The deal to buy Sunderland has gone through.
The new owners holding a press conference on Monday afternoon to give the media and Sunderland fans more details on the takeover.
It has been revealed that the much maligned Ellis Short has actually taken care of the massive debts owed by the club, allowing the £40m purchase to go through.
Interestingly, the new owners have given details of how the actual paying for it will happen.
Sunderland fans have been keen to speculate that the non-league Eastleigh owner Stewart Donald was just a front for far bigger players in the background.
The Mackems wanting to believe that the shareholders would include very rich individuals who could quickly solve many of their problems.
However, at the press conference today, Stewart Donald has made clear that he is indeed the majority shareholder whatever happens.

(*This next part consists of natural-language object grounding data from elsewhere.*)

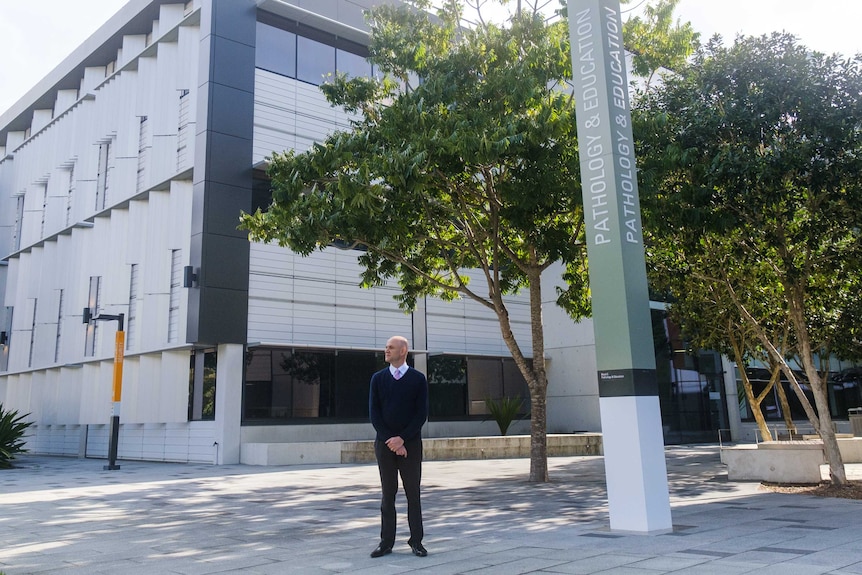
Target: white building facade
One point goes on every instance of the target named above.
(122, 177)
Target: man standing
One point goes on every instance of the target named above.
(398, 405)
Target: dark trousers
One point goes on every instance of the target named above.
(410, 469)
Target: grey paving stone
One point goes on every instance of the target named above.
(62, 515)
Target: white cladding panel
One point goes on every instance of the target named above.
(317, 300)
(290, 115)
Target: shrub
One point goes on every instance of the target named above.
(12, 429)
(504, 411)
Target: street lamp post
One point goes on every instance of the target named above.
(119, 347)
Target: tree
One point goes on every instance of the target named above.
(755, 148)
(464, 157)
(658, 42)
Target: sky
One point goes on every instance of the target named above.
(38, 34)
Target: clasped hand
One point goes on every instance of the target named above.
(396, 444)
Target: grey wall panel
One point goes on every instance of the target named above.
(218, 306)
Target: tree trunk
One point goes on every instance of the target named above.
(753, 402)
(818, 386)
(539, 390)
(785, 406)
(537, 377)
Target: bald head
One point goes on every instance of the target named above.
(396, 349)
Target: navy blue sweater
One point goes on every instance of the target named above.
(398, 407)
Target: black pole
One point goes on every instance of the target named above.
(112, 445)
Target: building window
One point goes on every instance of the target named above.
(143, 152)
(44, 210)
(19, 224)
(314, 61)
(302, 385)
(93, 302)
(294, 50)
(70, 194)
(185, 131)
(202, 384)
(103, 179)
(58, 342)
(354, 65)
(174, 306)
(132, 322)
(275, 50)
(32, 333)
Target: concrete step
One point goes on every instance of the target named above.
(433, 449)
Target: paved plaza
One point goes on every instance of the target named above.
(69, 516)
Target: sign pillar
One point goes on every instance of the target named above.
(635, 467)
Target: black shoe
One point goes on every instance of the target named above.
(381, 550)
(418, 550)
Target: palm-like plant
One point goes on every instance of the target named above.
(12, 430)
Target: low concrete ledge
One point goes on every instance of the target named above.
(447, 448)
(785, 461)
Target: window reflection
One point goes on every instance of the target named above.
(275, 50)
(307, 54)
(287, 385)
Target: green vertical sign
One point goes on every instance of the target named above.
(620, 297)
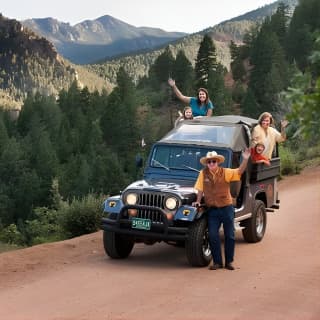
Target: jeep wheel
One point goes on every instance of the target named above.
(197, 245)
(117, 246)
(255, 227)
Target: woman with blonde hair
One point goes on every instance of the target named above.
(265, 132)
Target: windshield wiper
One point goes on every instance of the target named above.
(190, 168)
(160, 164)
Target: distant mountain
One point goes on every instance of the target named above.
(138, 64)
(29, 63)
(94, 40)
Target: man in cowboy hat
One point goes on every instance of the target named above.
(213, 184)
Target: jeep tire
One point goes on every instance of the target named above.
(117, 246)
(197, 245)
(255, 227)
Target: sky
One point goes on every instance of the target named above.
(170, 15)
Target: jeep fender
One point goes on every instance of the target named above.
(113, 205)
(188, 213)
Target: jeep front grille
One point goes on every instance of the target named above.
(151, 199)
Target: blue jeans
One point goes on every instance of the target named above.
(216, 217)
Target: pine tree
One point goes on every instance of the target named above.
(182, 72)
(206, 61)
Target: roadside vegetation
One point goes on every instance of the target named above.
(61, 157)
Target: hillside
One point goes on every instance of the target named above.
(31, 64)
(137, 65)
(93, 40)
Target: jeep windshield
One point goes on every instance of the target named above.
(210, 133)
(177, 157)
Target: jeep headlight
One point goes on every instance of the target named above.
(131, 198)
(171, 203)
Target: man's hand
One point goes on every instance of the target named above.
(246, 154)
(171, 82)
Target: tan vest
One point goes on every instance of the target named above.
(216, 189)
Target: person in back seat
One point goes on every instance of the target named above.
(264, 132)
(257, 156)
(186, 115)
(200, 105)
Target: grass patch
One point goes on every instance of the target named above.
(8, 247)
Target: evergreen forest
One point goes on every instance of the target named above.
(64, 154)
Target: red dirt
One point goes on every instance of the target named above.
(277, 278)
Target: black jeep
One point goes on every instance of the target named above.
(159, 207)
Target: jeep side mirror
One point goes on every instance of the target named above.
(139, 161)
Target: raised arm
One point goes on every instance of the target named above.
(245, 157)
(177, 92)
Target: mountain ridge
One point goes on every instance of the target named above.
(93, 40)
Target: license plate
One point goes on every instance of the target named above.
(143, 224)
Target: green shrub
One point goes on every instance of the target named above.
(289, 163)
(45, 227)
(82, 216)
(11, 235)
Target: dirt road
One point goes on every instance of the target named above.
(278, 278)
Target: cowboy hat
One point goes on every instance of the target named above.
(212, 155)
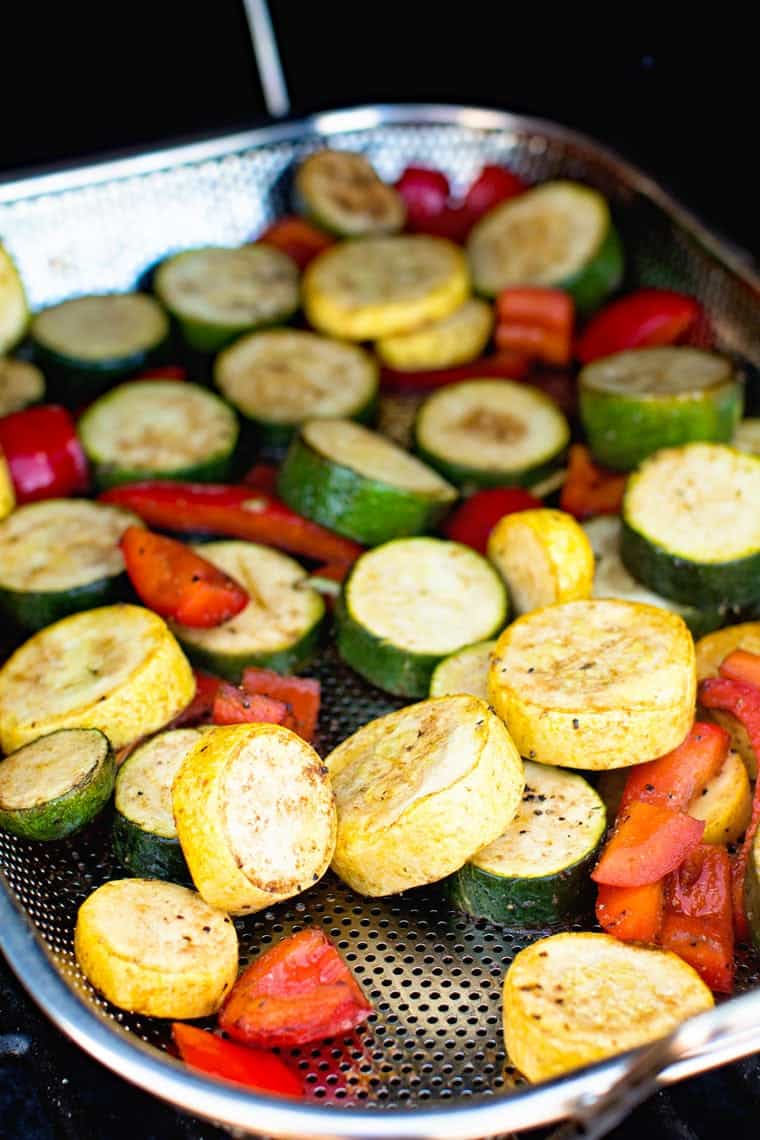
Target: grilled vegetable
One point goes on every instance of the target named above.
(341, 192)
(360, 483)
(56, 784)
(692, 527)
(156, 949)
(144, 832)
(278, 379)
(632, 404)
(116, 668)
(421, 790)
(278, 628)
(409, 603)
(158, 430)
(60, 556)
(262, 773)
(595, 684)
(574, 999)
(491, 432)
(383, 286)
(544, 558)
(537, 873)
(560, 234)
(218, 293)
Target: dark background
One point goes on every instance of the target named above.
(83, 79)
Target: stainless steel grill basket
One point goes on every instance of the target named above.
(431, 1061)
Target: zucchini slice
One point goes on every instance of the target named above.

As for paying for the deal, this is going to be painful for Sunderland fans.
As Stewart Donald and minority shareholder Charlie Methven have revealed that they couldn’t afford to pay the £40m up front for Sunderland.
Instead they have been given two years to pay the money.
On top of that, the new owners were forced to admit that the £40m takeover on credit isn’t secured against any of their own assets, instead it has been secured against the club’s parachute payments over the course of the next two years.
After receiving £41m this past (2017/18) season, Sunderland (Stewart Donald and his co-shareholders) will receive in excess of £40m in Premier League parachute payments over the course of the next two years.
The vision Sunderland fans had of mega-rich new owners taking over, is quickly falling apart.
If they continued to struggle, you would have to question the ability of the new owners to be able to fund Sunderland.
They may succeed in cutting the wage bill to an extent this summer but it will surely be still far in excess of anybody else in that division.
Plus, after gates plummeted to as low as fifteen thousand actually turning up at the Stadium of Light in the second half of last season, it remains to be seen what kind of support there will be in the third tier, especially if they start badly.
When asked about a transfer budget, Stewart Donald claimed it would be ‘pretty hefty by League One standards’ and ‘there will be transfer fees involved in the players we bring in.’